Le Dr Pierre Ferron arrive pour assister à l’activation. Cet homme commande le silence et le respect par sa seule présence. On prend une grande respiration et on commence. Je dois lever la main si j’entends quelques chose. L’audiologiste Michel Desgagné commence avec un très petit son. Au début, je n’entends rien… le temps passe… je suis nerveuse, j’ai peur de décevoir tout ce beau monde et que ça n’ait pas fonctionné pour moi. Tout à coup, je sens quelque chose… ça chatouille! J’hésite mais je lève la main. Tout le monde se met à crier et à pleurer. Je ricane mais je ne suis vraiment pas convaincue. Ce que j’ai supposément entendu de ressemble à rien. C’était une vibration, pas un son. J’ai de la difficulté à imaginer être capable de parler au téléphone ou comprendre les gens avec ça… J’ai l’impression d’avoir tout imaginé, tout le monde est tellement ému et heureux, mais moi je ne ressens rien. On continue le processus de programmation, qui s’avère assez long. On doit mettre chaque électrode en fonction et déterminer le niveau de son le plus fort que je suis capable de tolérer confortablement, le plus bas que je réussis à entendre et aussi trouver un niveau qui ne me fasse pas mal pour les sons aïgus. C’est en passant sur chaque fréquence que je me rends compte que ok finalement, j’entends pour vrai.
Pour voir le vidéo de l’activation, c’est ici.
Mais le son n’est pas fluide ni agréable. Il est agressant, carré et il me dérange.
De retour à notre chambre d’hôtel, nous sommes tous brûlés de notre journée, émotionnellement. J’ai porté mon appareil et au début ça allait, mais là je veux l’enlever. Tout est trop fort, tout me dérange, et la partie implantée est encore sensible et me fait mal après toute cette stimulation. Ma mère me dit que je peux l’enlever mais mon père ne veut pas, car l’audiologiste a dit que je dois le porter le plus souvent possible. Ils s’obstinent sur la meilleure chose à faire mais moi je ne suis plus capable, je pleure, je suis fatiguée, je veux l’enlever, c’est tout. J’ai besoin de temps pour processer tout ce qui m’arrive.

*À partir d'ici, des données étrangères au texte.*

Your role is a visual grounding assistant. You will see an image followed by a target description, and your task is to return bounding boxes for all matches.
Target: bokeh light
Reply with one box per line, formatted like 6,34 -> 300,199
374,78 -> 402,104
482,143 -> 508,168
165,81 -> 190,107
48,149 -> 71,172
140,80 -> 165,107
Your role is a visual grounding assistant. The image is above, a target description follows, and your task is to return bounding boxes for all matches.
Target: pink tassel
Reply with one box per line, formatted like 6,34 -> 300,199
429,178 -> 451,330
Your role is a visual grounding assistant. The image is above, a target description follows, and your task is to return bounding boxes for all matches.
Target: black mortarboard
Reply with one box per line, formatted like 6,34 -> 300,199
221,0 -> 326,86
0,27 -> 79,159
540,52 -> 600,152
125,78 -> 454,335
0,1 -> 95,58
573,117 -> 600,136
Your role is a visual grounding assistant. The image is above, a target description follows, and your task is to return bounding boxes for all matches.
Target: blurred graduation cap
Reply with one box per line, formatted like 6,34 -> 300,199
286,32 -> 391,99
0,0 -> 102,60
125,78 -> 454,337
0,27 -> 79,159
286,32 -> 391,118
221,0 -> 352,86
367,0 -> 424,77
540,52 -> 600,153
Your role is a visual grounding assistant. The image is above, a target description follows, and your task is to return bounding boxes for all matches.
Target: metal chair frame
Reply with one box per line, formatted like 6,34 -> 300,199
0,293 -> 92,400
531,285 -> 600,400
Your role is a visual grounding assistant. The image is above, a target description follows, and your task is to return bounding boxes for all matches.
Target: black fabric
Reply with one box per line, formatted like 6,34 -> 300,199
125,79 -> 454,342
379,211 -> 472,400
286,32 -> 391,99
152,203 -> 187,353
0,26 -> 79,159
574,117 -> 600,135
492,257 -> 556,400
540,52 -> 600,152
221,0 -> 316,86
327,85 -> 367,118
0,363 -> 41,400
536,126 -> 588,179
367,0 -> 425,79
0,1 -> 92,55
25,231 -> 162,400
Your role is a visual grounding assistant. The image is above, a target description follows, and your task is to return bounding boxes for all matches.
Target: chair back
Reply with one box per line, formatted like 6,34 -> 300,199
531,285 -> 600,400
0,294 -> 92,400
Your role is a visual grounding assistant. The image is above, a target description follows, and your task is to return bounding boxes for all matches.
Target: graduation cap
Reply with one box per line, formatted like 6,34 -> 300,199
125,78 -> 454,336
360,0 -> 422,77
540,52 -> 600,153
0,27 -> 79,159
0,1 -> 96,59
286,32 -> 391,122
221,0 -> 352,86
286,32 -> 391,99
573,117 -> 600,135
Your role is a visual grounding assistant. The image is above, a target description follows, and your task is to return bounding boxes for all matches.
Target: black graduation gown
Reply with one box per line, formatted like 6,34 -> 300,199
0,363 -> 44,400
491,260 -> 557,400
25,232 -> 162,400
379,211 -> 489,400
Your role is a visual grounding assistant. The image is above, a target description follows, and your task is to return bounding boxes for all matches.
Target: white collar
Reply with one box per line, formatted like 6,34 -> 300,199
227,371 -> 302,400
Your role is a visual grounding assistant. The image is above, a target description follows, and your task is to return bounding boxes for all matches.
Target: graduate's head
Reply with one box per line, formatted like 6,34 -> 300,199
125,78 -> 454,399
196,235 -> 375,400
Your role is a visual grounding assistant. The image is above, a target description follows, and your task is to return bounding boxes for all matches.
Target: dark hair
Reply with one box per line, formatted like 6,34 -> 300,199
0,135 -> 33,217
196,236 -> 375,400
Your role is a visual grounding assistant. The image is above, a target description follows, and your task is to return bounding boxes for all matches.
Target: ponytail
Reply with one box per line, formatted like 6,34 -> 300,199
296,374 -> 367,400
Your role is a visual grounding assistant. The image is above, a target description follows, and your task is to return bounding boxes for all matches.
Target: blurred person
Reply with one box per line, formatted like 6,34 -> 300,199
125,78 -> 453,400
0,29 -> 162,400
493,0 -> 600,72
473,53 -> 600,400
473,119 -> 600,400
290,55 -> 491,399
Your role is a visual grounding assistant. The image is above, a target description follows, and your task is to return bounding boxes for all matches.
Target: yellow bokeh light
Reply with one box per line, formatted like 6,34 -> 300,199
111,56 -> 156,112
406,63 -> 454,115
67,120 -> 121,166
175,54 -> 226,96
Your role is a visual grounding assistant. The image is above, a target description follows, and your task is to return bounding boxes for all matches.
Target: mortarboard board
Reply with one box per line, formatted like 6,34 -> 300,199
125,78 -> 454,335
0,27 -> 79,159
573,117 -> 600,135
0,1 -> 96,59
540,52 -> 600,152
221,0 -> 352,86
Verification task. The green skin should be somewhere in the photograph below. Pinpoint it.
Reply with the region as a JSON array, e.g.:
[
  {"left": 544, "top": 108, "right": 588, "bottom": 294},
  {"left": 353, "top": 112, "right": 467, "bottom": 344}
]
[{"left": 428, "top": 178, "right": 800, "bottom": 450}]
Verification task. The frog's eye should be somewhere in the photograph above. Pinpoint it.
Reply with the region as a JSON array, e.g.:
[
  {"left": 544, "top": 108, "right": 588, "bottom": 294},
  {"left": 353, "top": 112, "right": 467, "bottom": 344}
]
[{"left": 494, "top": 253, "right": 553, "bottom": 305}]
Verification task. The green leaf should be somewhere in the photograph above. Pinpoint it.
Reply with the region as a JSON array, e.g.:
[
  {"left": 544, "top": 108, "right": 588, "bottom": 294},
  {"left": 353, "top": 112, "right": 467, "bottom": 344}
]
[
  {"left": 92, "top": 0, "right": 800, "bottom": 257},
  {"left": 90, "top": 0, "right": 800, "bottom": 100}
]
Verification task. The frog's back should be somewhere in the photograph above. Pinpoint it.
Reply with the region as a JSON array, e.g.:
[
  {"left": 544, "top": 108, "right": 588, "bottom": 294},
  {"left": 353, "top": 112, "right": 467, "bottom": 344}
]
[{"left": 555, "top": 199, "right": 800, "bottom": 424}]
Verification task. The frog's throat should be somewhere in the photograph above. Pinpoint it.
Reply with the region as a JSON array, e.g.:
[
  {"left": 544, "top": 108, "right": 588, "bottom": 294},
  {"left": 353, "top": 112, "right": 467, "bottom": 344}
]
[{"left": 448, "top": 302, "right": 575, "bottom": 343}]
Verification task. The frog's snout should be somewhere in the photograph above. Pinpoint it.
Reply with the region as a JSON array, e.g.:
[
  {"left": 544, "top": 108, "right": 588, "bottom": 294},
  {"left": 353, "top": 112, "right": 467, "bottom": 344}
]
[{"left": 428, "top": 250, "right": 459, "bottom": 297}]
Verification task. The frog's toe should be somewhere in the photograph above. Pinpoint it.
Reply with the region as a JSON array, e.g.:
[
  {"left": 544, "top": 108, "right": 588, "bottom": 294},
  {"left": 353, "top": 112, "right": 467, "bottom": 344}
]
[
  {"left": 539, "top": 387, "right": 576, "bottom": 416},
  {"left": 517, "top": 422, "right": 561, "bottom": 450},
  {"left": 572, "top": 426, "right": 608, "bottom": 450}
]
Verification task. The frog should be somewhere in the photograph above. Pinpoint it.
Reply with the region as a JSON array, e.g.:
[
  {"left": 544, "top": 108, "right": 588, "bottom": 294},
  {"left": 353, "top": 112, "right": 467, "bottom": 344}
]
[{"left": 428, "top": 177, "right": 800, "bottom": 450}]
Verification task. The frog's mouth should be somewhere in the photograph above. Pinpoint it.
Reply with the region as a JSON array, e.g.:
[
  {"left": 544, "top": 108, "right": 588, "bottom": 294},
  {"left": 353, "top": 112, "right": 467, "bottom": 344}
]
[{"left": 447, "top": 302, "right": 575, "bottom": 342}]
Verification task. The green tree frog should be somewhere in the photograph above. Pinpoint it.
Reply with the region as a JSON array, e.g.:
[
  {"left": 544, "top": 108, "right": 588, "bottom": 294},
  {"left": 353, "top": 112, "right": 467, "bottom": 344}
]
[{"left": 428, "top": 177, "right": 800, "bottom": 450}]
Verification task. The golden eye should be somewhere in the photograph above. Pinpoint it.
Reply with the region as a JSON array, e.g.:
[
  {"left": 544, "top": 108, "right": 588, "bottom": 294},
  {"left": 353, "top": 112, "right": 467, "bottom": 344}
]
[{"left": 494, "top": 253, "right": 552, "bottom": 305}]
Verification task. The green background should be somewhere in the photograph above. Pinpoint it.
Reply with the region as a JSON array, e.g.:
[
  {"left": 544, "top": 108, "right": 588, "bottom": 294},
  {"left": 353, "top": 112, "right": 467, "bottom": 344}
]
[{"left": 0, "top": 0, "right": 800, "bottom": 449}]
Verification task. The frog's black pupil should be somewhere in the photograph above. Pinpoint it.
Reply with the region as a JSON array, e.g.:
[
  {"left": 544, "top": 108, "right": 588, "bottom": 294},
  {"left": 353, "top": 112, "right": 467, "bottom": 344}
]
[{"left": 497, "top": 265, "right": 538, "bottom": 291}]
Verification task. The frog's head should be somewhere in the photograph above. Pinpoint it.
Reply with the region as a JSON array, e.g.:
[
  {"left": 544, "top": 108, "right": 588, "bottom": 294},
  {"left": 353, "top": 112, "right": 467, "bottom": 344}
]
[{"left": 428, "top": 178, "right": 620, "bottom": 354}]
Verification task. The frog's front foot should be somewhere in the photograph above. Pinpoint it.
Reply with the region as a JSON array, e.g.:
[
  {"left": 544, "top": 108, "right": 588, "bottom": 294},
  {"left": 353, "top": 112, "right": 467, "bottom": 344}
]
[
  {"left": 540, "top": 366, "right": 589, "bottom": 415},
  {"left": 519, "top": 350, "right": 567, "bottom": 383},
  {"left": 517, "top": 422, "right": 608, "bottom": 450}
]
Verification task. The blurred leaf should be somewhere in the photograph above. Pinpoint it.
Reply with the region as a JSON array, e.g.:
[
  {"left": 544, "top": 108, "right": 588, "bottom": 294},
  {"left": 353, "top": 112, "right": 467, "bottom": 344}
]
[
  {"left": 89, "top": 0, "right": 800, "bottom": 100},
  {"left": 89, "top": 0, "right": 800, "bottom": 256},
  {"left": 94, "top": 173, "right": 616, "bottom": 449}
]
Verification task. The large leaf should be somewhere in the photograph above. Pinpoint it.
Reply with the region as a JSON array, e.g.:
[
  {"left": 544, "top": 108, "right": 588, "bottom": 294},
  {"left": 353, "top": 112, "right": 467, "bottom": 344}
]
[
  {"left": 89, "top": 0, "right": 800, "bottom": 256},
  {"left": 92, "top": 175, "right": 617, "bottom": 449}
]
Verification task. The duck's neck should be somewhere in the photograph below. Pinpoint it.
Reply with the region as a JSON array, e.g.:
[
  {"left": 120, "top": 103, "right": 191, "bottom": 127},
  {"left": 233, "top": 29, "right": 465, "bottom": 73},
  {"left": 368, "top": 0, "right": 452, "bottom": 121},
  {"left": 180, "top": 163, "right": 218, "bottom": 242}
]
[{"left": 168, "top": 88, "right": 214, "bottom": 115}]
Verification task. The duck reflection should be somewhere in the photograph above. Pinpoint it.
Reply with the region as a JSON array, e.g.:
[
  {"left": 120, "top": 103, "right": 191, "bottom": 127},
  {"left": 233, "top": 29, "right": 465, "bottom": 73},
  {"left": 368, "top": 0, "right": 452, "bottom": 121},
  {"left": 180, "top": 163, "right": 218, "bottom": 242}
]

Nous retournerons plusieurs fois en audiologie pour ajuster la programmation de mon appareil. À mesure que mon cerveau s’adapte aux informations que le nerf auditif (tout excité de se faire utiliser) lui envoie, ils sont interprétés différemment. Les bruits métalliques produits par mon implant s’estompent tranquillement et sont associés par mon cerveau à des sons de la vie quotidienne, comme de l’eau qui coule, une auto qui démarre. Mon cerveau, qui s’amusait autrefois à créer des sons à la vue d’objets que je savais bruyants a maintenant une meilleure piste pour m’envoyer de l’information.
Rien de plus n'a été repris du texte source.